Your Meccanno set analogy is useful. If you understand how a crane works, you can build a model of an industrial crane using a Meccano set. If you do not understand how a crane works, you can follow the instructions in a book but cannot diagnose problems or recognise ineffective construction. For that reason I recommend not diving into Mahout. Instead work from the other end. What do you want to achieve? What facilities are provided in your application or programming language? Can you find examples and tutorials for those facilities? If those facilities use Mahout, fine, use whatever they connect to. The important thing is to work through examples of the results at the point where you select options or create parameters or write code.
My experience with data mining is based on hand coding summation, analysis, sales analysis, and management reports for banks, oil companies, governments, just about every category of TLA organisation. The input might be a few billion records from many sources. The results might be several Excel charts.
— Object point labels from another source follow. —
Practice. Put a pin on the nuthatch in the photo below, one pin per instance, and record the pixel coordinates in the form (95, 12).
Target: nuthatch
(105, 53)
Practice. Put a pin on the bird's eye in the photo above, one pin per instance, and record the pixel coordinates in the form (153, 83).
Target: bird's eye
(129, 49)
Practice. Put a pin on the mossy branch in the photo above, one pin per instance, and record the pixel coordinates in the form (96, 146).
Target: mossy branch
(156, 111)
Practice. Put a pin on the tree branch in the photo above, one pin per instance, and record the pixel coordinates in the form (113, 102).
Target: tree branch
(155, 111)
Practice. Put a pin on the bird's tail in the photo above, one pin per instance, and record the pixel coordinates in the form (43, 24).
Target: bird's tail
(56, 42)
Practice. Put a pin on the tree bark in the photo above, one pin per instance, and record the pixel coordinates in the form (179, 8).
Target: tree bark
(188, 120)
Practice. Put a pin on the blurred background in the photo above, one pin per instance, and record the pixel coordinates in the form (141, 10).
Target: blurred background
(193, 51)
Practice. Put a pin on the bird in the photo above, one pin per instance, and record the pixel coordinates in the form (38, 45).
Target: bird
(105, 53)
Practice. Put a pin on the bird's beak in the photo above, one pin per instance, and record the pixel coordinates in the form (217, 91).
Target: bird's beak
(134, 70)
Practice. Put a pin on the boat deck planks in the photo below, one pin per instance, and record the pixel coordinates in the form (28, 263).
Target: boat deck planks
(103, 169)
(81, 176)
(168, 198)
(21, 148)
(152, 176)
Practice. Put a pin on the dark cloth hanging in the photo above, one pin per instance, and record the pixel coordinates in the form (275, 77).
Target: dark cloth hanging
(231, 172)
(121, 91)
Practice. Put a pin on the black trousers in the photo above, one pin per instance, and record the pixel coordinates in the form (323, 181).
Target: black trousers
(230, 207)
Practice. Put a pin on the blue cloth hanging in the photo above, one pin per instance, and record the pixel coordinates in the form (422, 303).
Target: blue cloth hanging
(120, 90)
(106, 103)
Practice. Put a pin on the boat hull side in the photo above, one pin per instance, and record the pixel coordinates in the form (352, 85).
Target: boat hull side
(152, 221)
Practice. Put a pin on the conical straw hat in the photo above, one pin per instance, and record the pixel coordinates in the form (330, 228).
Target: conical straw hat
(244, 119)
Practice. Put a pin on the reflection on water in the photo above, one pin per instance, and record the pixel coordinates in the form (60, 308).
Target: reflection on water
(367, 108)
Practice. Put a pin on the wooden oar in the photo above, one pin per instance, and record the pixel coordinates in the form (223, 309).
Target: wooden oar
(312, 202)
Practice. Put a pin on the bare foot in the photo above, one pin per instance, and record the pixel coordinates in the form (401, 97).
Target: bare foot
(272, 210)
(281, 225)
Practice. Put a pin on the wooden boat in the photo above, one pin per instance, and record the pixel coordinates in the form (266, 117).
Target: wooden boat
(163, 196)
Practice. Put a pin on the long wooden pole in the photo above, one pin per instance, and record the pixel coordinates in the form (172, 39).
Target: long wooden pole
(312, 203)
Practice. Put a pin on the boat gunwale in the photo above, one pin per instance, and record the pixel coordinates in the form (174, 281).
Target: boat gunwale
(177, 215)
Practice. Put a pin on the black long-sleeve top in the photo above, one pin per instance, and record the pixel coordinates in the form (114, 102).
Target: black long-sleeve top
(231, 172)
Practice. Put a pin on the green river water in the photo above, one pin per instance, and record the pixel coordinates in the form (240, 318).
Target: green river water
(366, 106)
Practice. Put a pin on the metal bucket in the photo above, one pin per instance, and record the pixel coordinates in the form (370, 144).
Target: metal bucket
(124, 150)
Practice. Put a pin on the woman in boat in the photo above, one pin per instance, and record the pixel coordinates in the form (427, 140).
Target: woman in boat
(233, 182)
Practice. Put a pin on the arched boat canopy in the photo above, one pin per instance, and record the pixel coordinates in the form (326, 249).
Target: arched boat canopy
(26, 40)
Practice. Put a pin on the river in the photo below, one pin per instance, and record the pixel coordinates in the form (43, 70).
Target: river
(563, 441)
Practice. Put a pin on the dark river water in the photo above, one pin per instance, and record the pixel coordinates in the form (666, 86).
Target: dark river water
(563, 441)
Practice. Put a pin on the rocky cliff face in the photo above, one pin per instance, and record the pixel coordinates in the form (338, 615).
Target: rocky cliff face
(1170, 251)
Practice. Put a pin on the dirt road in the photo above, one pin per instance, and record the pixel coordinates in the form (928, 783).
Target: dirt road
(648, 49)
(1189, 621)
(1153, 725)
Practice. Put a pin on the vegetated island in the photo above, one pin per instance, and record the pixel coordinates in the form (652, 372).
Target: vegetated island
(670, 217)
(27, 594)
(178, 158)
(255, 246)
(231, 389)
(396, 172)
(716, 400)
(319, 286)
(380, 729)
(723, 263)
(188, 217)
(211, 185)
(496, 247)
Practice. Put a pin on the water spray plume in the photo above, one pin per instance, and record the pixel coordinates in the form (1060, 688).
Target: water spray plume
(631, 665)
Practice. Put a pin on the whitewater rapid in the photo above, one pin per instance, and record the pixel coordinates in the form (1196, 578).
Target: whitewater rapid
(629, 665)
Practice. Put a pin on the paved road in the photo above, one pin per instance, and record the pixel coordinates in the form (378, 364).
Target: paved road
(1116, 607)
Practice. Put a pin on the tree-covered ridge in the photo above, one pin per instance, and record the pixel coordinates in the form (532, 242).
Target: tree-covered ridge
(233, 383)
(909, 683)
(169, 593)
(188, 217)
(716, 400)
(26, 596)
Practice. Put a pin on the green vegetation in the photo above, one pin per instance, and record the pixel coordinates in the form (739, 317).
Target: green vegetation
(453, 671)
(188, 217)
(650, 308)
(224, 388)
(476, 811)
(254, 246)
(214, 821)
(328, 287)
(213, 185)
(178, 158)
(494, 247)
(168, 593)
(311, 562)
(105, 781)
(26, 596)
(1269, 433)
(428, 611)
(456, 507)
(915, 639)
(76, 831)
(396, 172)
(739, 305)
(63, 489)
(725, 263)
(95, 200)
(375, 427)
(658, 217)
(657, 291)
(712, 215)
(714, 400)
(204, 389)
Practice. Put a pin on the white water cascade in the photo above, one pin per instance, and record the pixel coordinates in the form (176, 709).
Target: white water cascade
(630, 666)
One of the big problems is matching data that does not have matching identifiers. Another is matching data that is already summarised. You end up with a big mix of steps performing what is essentially magic to those who do not understand the process. The people using the results cannot always prove the results are valid or accurate.
Mapping out the process is the most important part. You then have to prove your software follows the map. I could not do that with Mahout based on the documentation I found for Mahout.
If someone asked me to analyse the efficiency of a distribution system, I would start with software that understands the data used in distribution systems. What I care about is the type of analysis and the provable degree of accuracy. I do not care if that software uses Mahout in the background and I will not hire a Java programmer to read the Java code. I will look for documentation at the distribution software level or treat the application as a black box and perform independent verification tests.
Look at the selection of tools from another point of view. All the tools used in arson are every well documented but, according to police, the easiest way to find an arsonist is to visit the burns unit in local hospitals. The documentation on the tools used is not oriented toward arson.
The documentation for Mahout might be extensive but it is not oriented to someone who wants to make their application better. It is not oriented to people not using Java. Where would you tell someone to start reading if they want to improve their analysis if none of the software in their system is written in Java?